Intelligent Power System Management Based on Machine Learning Technology

This scholarly article delineates a novel approach for forecasting wind power load. The proposed methodology bifurcates the forecasting challenge into two principal sub-problems: the sequence modeling of temporal dynamic attributes and the nonlinear mapping of static characteristics. Through the integration of an attention mechanism, these sub-problems are synergistically amalgamated, culminating in a regression of the load value via a multilayer perceptron (MLP) network. This technique leverages the distinct advantages of various feature types, thereby encapsulating the temporal dependencies within series data while concurrently accentuating the representational power of static information, thereby offering a versatile and efficient solution for wind power load prediction.

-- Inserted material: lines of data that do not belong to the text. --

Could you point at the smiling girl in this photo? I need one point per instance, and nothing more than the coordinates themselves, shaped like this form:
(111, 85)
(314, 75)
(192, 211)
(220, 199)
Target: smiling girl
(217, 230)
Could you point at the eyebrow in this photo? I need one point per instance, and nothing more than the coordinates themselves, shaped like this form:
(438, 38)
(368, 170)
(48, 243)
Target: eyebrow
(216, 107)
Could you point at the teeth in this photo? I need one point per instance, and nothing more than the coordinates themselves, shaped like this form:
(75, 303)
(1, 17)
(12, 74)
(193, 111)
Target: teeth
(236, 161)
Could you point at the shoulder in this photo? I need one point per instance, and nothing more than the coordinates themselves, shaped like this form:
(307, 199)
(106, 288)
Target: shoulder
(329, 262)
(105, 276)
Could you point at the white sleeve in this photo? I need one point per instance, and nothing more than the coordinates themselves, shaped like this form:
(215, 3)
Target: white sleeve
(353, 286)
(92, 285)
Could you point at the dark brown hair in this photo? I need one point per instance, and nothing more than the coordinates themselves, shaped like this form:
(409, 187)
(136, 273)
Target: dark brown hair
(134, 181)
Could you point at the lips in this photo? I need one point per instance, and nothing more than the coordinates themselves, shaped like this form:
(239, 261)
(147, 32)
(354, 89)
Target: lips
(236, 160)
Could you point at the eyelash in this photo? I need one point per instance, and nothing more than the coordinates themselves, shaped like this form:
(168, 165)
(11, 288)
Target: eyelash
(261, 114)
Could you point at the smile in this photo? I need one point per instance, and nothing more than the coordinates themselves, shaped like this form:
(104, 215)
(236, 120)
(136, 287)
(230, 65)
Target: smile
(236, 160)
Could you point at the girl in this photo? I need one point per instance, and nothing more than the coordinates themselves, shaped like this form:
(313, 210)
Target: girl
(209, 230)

Furthermore, the present study delves into the deployment of the SNERDI power system intelligent management framework, which harnesses machine learning methodologies for the purposes of real-time data procurement and analysis, thereby enhancing power generation planning, equipment maintenance, and resource allocation. The integration of algorithms such as Support Vector Machines (SVM), Long Short-Term Memory networks (LSTM), and Reinforcement Learning has markedly augmented the system's predictive precision and fault anticipation capabilities. Empirical findings indicate that the LSTM model has achieved a daily load forecasting accuracy of 95%, representing an approximate 15 percentage point improvement over conventional methodologies. Additionally, the SVM model has demonstrated an equipment fault prediction accuracy exceeding 90%. The adoption of these advanced technologies has substantially bolstered the power system's safety, stability, resource allocation efficiency, and responsiveness to faults.